Co-stimulation of the mPFC and Amyg afferents did not trigger large astrocytic activity in the AcbC (1.23 ± 0.26 ΔF/F0 change from basal, p = 0.42) nor in AcbSh (1.18 ± 0.09 ΔF/F0 change from basal, p = 0.11), the latter being significantly lower than the individual responses (p = 0.05; n= 10 slices, 3 mice; Fig. 7A3). A similar outcome resulted from the co-stimulation of Amyg and vHip axons (Fig. 7B3), with recorded values close to baseline in the AcbC (1.36 ± 0.32 ΔF/F0 change from basal, p = 0.3) and AcbSh (1.14 ± 0.22 ΔF/F0 change from basal, p = 0.55; n= 14 slices, 4 mice). Therefore, we found that co-activation of mPFC+Amyg or Amyg+vHip, resulted in weaker responses of astrocytic Ca2+ signaling compared to stimulation of single pathways. Conversely, co-stimulation of the mPFC and vHip afferents (Fig. 7C) induced strong astrocytic activity in both the AcbC (2.11 ± 0.4 ΔF/F0 change from basal, p = 0.039) and AcbSh (2.24 ± 0.47 ΔF/F0 change from basal, p = 0.046), resulting in a similar Ca2+ activity as that triggered by individual pathway optostimulation (AcbC, p = 0.12; AcbSh, p = 0.73; n= 12 slices, 5 mice; Fig. 7C3). These different outcomes in astrocytic dynamics depending on the combination of glutamatergic inputs confirm that astrocytes are able to differentially respond according to the pathway from which the inputs are received.

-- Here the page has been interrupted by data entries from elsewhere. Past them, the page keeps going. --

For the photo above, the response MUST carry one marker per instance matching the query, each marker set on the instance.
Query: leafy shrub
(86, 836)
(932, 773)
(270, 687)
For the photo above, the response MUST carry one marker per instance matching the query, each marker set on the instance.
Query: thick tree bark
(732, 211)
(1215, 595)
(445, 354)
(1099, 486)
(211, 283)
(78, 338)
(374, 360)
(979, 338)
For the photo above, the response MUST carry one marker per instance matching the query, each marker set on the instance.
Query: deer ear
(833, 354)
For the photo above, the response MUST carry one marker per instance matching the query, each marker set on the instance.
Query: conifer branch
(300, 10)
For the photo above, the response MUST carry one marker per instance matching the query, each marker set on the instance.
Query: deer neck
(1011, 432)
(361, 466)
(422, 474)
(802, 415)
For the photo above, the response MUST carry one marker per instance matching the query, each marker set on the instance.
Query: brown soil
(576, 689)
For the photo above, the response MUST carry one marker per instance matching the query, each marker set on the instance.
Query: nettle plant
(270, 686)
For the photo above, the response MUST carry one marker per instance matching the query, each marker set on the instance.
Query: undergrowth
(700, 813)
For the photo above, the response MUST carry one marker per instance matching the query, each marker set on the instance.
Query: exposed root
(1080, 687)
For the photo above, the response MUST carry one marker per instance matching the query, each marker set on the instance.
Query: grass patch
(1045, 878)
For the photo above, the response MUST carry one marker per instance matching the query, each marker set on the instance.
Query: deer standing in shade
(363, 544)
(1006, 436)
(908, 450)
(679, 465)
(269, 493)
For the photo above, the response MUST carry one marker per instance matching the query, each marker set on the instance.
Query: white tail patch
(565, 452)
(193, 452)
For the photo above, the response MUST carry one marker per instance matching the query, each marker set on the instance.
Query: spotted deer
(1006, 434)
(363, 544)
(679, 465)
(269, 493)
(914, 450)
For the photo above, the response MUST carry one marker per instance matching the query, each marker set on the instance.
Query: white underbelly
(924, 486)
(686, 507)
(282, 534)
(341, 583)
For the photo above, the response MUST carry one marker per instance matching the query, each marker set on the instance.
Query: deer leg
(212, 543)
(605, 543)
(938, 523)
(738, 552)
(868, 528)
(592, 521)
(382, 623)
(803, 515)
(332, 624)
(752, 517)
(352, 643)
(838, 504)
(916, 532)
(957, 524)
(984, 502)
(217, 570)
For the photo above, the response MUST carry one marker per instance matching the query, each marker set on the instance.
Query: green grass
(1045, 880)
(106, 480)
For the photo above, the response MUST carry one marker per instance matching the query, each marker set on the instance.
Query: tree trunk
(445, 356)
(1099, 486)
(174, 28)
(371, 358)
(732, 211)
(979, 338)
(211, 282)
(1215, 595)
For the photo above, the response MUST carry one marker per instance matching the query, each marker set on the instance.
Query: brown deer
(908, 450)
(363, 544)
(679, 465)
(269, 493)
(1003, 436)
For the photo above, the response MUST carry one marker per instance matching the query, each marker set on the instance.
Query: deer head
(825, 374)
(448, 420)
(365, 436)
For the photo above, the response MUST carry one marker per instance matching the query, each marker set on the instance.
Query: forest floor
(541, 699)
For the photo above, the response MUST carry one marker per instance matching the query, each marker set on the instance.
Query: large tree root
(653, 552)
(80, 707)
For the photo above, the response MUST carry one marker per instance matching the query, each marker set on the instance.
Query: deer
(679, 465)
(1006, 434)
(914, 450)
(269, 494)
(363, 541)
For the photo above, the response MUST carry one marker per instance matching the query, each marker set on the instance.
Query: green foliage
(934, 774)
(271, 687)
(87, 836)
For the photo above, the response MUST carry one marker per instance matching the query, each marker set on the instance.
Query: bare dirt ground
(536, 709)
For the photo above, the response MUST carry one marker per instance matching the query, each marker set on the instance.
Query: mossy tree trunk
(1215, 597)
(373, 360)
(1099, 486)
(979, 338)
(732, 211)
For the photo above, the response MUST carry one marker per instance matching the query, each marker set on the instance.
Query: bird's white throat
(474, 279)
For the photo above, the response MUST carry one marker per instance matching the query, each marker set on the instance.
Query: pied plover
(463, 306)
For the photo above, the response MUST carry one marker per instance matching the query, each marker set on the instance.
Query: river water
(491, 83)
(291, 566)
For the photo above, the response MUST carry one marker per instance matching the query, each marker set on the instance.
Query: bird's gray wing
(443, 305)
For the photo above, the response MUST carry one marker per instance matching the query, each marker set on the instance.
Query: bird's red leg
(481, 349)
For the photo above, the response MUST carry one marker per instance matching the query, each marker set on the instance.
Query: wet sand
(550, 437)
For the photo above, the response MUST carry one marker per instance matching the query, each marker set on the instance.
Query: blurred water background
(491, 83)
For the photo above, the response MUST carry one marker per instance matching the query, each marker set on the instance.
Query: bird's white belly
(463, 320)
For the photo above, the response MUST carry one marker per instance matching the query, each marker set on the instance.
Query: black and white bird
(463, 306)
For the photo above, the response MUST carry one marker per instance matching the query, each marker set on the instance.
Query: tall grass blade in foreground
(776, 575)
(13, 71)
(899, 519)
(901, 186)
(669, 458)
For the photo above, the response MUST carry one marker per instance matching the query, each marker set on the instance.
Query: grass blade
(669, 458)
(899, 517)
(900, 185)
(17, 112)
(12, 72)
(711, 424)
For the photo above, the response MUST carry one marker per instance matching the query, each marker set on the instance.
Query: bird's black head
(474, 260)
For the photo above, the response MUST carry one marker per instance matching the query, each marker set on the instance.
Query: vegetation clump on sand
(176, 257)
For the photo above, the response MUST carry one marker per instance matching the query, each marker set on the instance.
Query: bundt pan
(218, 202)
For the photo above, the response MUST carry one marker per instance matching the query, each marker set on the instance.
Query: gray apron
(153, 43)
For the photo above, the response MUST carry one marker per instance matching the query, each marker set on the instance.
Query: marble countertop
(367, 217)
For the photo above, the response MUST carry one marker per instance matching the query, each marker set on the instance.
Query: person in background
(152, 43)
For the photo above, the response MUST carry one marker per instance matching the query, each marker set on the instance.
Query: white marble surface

Moreover, when all three pathways were stimulated simultaneously (mPFC + Amyg + vHip), we did not find any increase from basal levels in astrocytes of the AcbC (1.03 ± 0.16 ΔF/F0 change from basal, p = 0.84), and remarkably, astrocytes from the AcbSh reduced their activity even below basal values (0.69 ± 0.09 ΔF/F0 change from basal, p = 0.018; n = 12 slices, 3 mice; Fig. 7D3). These differences in Ca2+ processing between subregions further suggest the existence of neuron-astrocyte circuitries that work to coordinate responses to glutamatergic afferents.